Il vino nuovo è Gesù stesso. Vivere sotto la legge, interpretata senza amore, è come essere sempre sotto esame. Gesù inaugura il tempo della serenità, perché la grazia dà ottimi consigli e ci rende capaci di buon senso spirituale. Ognuno diviene sorgente di ottime scelte personali che Gesù condivide e benedice. Il panno grezzo era stoffa non folata (è un procedimento che compatta la stoffa di modo che non si restringa al contatto con l’acqua) che, una volta bagnata, ritirandosi, strappava la stoffa vecchia. La novità sostanziale è Lui: Gesù Cristo. La stoffa vecchia è anzi tutto logora e non regge all’elasticità vitale della nuova tela. Nell’antico Israele vigeva una legge che stabiliva il riposo del sabato e permetteva di compiere solo centocinquanta passi fuori dalla porta di casa, come se il riposo fosse solo una questione strettamente muscolare. Vige tuttora il precetto domenicale di riposarsi, ma ognuno è libero di interpretarlo saggiamente, secondo le esigenze personali, con tutta una ricchezza di possibilità che rendono libera e gioiosa la nostra vita spirituale, senza timore continuo di infrangere una legge.
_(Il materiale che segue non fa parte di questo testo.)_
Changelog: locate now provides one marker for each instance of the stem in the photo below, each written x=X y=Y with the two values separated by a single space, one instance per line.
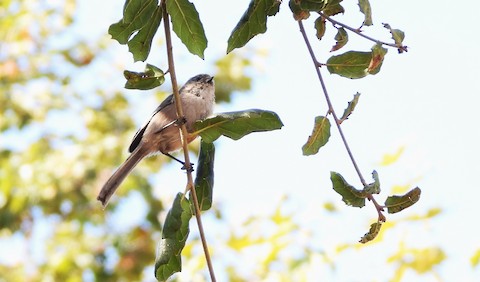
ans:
x=184 y=134
x=358 y=32
x=331 y=110
x=330 y=106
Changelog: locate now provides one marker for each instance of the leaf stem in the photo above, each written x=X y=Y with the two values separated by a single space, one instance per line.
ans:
x=359 y=32
x=330 y=106
x=184 y=134
x=338 y=122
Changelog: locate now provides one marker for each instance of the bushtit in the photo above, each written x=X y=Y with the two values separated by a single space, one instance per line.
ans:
x=161 y=133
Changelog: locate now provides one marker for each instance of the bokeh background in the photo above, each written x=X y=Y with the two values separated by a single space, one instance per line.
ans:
x=66 y=121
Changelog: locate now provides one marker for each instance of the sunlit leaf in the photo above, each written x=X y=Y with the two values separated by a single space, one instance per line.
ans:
x=141 y=43
x=372 y=233
x=150 y=78
x=319 y=136
x=350 y=195
x=187 y=25
x=312 y=5
x=398 y=36
x=298 y=13
x=351 y=106
x=333 y=7
x=320 y=27
x=137 y=13
x=366 y=10
x=253 y=22
x=351 y=64
x=236 y=125
x=204 y=178
x=341 y=38
x=395 y=204
x=174 y=235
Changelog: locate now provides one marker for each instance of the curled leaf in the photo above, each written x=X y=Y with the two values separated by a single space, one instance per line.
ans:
x=174 y=235
x=395 y=204
x=204 y=177
x=351 y=106
x=236 y=125
x=148 y=79
x=372 y=233
x=341 y=38
x=187 y=25
x=366 y=9
x=319 y=136
x=351 y=196
x=253 y=22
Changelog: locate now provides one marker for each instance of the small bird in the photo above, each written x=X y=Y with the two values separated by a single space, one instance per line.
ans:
x=160 y=134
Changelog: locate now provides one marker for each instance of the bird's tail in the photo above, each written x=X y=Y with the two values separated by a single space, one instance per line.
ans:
x=117 y=178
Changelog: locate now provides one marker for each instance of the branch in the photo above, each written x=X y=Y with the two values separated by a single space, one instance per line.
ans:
x=331 y=110
x=183 y=135
x=358 y=32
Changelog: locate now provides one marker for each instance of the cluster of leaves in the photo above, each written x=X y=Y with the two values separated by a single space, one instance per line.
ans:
x=144 y=17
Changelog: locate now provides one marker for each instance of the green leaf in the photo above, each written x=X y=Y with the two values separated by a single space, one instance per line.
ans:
x=333 y=7
x=351 y=106
x=351 y=64
x=235 y=125
x=320 y=27
x=398 y=36
x=395 y=204
x=152 y=77
x=253 y=22
x=367 y=11
x=372 y=233
x=350 y=195
x=136 y=14
x=204 y=178
x=378 y=54
x=174 y=235
x=141 y=43
x=312 y=5
x=298 y=13
x=319 y=137
x=187 y=25
x=373 y=188
x=341 y=38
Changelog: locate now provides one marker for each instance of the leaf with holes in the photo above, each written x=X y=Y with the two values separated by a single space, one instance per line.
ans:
x=351 y=196
x=372 y=233
x=141 y=43
x=236 y=125
x=395 y=204
x=366 y=9
x=253 y=22
x=319 y=136
x=341 y=38
x=187 y=25
x=204 y=177
x=136 y=14
x=148 y=79
x=174 y=235
x=352 y=64
x=351 y=106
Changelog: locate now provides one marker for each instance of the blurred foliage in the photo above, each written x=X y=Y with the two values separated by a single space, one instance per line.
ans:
x=62 y=131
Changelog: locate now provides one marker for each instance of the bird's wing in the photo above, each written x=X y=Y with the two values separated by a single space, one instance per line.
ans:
x=138 y=136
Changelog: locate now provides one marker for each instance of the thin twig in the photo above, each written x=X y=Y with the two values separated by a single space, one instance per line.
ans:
x=331 y=110
x=330 y=106
x=184 y=134
x=358 y=32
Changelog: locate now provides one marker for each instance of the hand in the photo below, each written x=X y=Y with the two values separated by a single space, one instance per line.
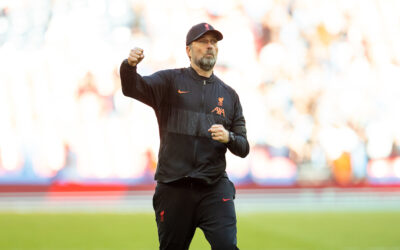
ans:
x=219 y=133
x=135 y=57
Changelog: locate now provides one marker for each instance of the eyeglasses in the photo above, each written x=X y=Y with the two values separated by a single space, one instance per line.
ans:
x=207 y=41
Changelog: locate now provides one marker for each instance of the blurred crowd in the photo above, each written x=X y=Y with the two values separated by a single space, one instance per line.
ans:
x=317 y=80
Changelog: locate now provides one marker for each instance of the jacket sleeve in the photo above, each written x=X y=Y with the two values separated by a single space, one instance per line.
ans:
x=240 y=146
x=149 y=89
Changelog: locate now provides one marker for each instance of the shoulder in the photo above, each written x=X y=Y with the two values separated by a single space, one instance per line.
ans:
x=228 y=88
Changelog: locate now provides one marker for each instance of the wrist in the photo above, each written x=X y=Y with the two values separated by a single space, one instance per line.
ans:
x=231 y=137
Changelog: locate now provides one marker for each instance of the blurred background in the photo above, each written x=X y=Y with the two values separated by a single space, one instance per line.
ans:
x=318 y=82
x=319 y=85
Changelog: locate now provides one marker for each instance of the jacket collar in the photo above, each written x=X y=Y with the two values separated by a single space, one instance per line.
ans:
x=196 y=76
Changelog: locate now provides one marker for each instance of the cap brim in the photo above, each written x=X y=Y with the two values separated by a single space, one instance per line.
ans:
x=218 y=34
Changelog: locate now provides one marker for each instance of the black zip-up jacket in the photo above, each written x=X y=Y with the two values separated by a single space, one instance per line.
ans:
x=186 y=105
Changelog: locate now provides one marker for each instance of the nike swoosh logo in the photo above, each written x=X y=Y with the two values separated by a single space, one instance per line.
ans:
x=182 y=91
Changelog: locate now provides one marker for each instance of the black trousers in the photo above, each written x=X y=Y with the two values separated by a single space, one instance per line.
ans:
x=182 y=206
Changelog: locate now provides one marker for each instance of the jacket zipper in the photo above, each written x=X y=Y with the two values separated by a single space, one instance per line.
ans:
x=203 y=109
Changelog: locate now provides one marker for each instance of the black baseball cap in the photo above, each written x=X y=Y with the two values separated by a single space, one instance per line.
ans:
x=200 y=29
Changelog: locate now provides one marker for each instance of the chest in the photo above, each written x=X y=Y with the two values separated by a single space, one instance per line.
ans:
x=211 y=99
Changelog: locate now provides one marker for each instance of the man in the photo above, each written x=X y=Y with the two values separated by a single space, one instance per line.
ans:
x=199 y=118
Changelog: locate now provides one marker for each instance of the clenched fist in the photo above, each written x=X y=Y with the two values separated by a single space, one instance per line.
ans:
x=219 y=133
x=136 y=56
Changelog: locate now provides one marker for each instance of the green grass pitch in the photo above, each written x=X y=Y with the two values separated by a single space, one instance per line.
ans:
x=302 y=230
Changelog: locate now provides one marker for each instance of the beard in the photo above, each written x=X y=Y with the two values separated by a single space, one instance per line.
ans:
x=206 y=63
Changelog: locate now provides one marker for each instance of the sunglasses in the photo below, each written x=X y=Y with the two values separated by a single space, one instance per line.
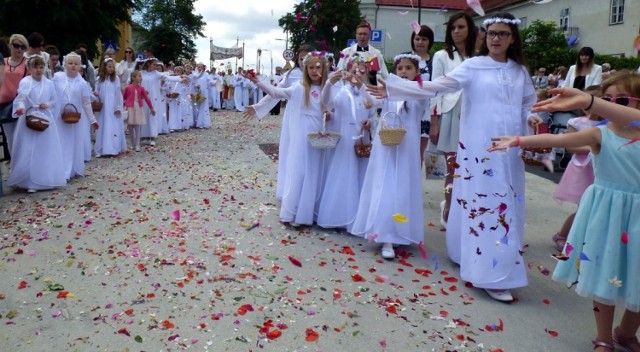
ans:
x=624 y=100
x=18 y=46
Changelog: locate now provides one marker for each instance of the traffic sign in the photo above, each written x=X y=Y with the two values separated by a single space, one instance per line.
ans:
x=288 y=54
x=376 y=36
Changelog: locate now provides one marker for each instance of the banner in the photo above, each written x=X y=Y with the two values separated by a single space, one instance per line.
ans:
x=220 y=53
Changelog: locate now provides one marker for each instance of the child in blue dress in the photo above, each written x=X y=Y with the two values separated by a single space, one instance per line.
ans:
x=602 y=254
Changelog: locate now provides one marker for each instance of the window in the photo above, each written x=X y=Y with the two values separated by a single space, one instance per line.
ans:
x=617 y=11
x=564 y=19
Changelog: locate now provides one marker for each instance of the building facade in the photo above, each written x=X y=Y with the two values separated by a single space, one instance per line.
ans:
x=608 y=26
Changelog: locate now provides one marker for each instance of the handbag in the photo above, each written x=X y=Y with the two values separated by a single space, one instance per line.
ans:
x=363 y=150
x=6 y=112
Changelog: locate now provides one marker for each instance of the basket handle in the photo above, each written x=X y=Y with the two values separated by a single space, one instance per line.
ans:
x=384 y=116
x=73 y=106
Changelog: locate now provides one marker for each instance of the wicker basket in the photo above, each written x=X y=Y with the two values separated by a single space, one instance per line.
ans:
x=529 y=153
x=70 y=114
x=363 y=150
x=96 y=105
x=391 y=136
x=36 y=123
x=323 y=139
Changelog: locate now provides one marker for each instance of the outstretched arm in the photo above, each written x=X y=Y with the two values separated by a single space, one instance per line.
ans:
x=571 y=98
x=589 y=137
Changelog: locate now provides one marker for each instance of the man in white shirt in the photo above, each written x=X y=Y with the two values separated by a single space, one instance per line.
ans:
x=214 y=89
x=363 y=34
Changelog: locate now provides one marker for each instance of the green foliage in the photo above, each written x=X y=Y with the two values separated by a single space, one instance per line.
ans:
x=66 y=24
x=170 y=28
x=546 y=46
x=313 y=22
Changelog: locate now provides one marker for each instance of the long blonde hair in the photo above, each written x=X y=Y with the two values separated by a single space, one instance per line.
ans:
x=306 y=80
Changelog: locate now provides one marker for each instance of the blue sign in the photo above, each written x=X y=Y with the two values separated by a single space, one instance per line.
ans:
x=376 y=36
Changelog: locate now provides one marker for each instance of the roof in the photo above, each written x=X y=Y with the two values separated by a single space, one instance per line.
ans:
x=487 y=5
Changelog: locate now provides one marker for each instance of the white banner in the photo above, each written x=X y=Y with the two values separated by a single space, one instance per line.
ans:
x=220 y=53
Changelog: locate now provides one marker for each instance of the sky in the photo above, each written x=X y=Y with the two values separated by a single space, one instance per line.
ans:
x=254 y=22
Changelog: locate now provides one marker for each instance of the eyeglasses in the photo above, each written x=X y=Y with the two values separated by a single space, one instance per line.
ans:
x=18 y=46
x=500 y=35
x=623 y=100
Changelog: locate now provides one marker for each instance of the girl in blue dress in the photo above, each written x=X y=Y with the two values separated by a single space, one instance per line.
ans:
x=602 y=255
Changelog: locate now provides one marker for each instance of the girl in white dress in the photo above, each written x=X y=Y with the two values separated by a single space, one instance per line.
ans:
x=110 y=139
x=486 y=233
x=73 y=94
x=179 y=103
x=152 y=81
x=306 y=165
x=36 y=158
x=268 y=102
x=353 y=112
x=390 y=209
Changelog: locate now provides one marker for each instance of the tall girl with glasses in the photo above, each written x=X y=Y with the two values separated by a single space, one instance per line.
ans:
x=126 y=66
x=485 y=232
x=15 y=68
x=601 y=257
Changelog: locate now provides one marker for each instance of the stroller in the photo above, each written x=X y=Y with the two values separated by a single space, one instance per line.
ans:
x=558 y=123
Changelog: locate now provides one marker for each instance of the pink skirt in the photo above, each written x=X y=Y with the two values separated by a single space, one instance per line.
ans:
x=577 y=177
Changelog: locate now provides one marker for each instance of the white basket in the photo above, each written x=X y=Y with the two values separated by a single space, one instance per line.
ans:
x=391 y=136
x=323 y=139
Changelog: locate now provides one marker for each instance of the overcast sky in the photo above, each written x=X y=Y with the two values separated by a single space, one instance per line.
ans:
x=254 y=22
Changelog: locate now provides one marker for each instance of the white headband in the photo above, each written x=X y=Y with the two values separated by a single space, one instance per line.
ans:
x=407 y=56
x=490 y=21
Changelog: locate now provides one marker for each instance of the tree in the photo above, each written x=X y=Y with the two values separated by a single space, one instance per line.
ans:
x=66 y=24
x=327 y=25
x=171 y=26
x=546 y=46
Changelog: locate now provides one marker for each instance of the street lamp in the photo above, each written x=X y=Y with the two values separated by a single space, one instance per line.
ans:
x=260 y=55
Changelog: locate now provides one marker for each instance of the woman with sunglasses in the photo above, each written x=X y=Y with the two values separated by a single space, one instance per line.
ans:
x=485 y=232
x=126 y=66
x=15 y=68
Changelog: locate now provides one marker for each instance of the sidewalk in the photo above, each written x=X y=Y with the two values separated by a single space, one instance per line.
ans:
x=179 y=247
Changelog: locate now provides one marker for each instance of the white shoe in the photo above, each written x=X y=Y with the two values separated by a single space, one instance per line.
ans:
x=442 y=222
x=387 y=251
x=500 y=295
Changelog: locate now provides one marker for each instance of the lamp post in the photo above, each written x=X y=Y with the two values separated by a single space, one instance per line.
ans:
x=260 y=55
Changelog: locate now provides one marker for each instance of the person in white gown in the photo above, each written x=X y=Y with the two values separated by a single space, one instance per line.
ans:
x=110 y=138
x=353 y=113
x=202 y=81
x=74 y=94
x=264 y=106
x=485 y=232
x=304 y=181
x=36 y=160
x=390 y=208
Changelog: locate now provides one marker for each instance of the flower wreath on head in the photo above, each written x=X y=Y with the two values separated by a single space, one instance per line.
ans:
x=322 y=55
x=71 y=55
x=493 y=20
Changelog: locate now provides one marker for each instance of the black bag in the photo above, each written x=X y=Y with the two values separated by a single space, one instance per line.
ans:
x=6 y=112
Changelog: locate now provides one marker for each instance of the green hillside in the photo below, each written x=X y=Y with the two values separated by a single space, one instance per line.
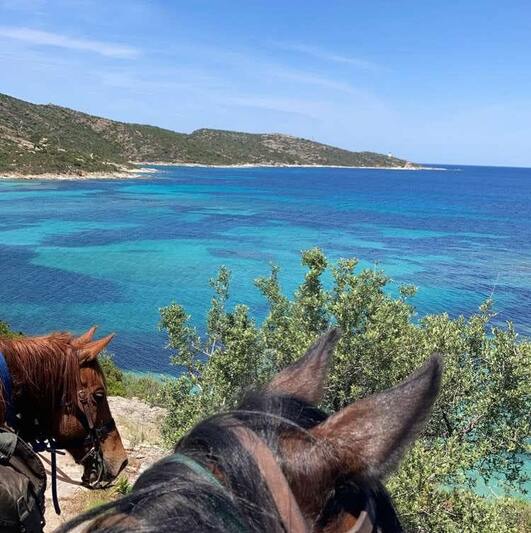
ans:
x=47 y=138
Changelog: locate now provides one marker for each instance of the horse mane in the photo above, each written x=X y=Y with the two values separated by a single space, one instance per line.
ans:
x=47 y=367
x=170 y=496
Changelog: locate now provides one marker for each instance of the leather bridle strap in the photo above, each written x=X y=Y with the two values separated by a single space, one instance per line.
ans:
x=285 y=501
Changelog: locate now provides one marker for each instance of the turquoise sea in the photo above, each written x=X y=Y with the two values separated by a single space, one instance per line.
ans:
x=112 y=252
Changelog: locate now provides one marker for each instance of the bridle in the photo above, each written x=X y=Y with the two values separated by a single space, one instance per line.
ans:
x=96 y=435
x=283 y=496
x=93 y=458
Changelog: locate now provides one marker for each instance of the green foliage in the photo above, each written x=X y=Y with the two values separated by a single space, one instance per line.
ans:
x=479 y=425
x=122 y=486
x=128 y=385
x=47 y=138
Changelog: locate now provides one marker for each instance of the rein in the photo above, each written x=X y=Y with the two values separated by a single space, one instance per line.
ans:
x=5 y=378
x=96 y=434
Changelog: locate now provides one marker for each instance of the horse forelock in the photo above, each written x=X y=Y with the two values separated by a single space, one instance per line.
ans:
x=47 y=367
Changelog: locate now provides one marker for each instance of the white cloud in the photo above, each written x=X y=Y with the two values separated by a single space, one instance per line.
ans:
x=325 y=55
x=44 y=38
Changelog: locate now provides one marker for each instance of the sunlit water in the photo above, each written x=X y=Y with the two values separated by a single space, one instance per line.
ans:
x=113 y=252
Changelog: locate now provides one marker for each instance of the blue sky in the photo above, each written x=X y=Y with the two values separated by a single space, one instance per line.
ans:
x=432 y=81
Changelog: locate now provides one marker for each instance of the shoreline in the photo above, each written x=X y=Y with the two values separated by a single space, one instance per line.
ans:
x=145 y=167
x=265 y=165
x=101 y=175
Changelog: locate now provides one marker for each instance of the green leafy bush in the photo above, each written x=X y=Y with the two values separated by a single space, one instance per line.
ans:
x=128 y=385
x=479 y=425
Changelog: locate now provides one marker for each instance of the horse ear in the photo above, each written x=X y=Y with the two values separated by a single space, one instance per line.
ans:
x=370 y=436
x=78 y=342
x=92 y=349
x=305 y=379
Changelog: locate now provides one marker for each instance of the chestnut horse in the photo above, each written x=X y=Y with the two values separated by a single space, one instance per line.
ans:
x=279 y=464
x=58 y=395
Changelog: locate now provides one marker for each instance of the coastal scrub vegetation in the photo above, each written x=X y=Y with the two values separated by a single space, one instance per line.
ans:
x=47 y=138
x=477 y=433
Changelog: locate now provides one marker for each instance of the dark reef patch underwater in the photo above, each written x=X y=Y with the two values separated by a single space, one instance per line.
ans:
x=113 y=252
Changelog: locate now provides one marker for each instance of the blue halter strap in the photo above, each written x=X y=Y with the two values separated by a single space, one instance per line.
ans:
x=5 y=378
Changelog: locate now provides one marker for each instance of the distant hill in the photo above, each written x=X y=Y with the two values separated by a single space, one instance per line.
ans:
x=35 y=139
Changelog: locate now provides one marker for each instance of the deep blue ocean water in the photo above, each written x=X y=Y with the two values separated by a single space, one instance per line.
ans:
x=75 y=253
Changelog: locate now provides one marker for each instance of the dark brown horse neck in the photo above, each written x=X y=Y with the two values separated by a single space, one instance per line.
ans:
x=45 y=376
x=285 y=501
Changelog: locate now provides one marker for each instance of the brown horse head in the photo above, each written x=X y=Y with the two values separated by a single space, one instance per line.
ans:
x=363 y=442
x=59 y=393
x=279 y=464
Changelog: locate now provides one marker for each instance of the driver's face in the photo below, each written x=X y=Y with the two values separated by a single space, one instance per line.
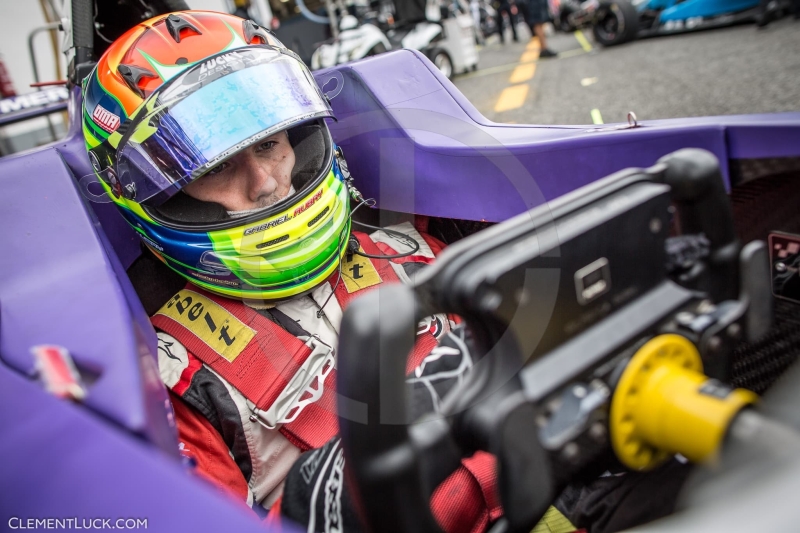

Gesù è un ingresso nell’allegrezza evangelica. Ben oltre una cappa di norme, c’è lo Spirito che dà vita. Sottolineiamo l’annuncio immenso che fa Gesù, dicendo che ora “lo sposo”, cioè Dio stesso, è con voi, qui presente. Dio sta visitando il suo popolo! C’è il vino nuovo! E i farisei non se ne accorgono! Sono otri vecchi! Gesù non condanna il digiuno, ma lo rinnova nei contenuti. Mosè prescrisse solo un giorno all’anno – quello della grande espiazione – dedicato al digiuno. I farisei debordarono, praticandolo due giorni settimanali. “Digiuneranno quando lo sposo sarà loro tolto”. E’ il motivo per cui nella legislazione cristiana, appare il digiuno solo nel secondo secolo, nei giorni che precedevano la Pasqua, appunto quando lo sposo sarà loro tolto (Tertulliano). La motivazione dell’espiazione dei  peccati, appare solo più tardi. Anche il digiuno, come tutte pratiche spirituali, va costantemente rinnovato e riportato alla sua genuina funzione.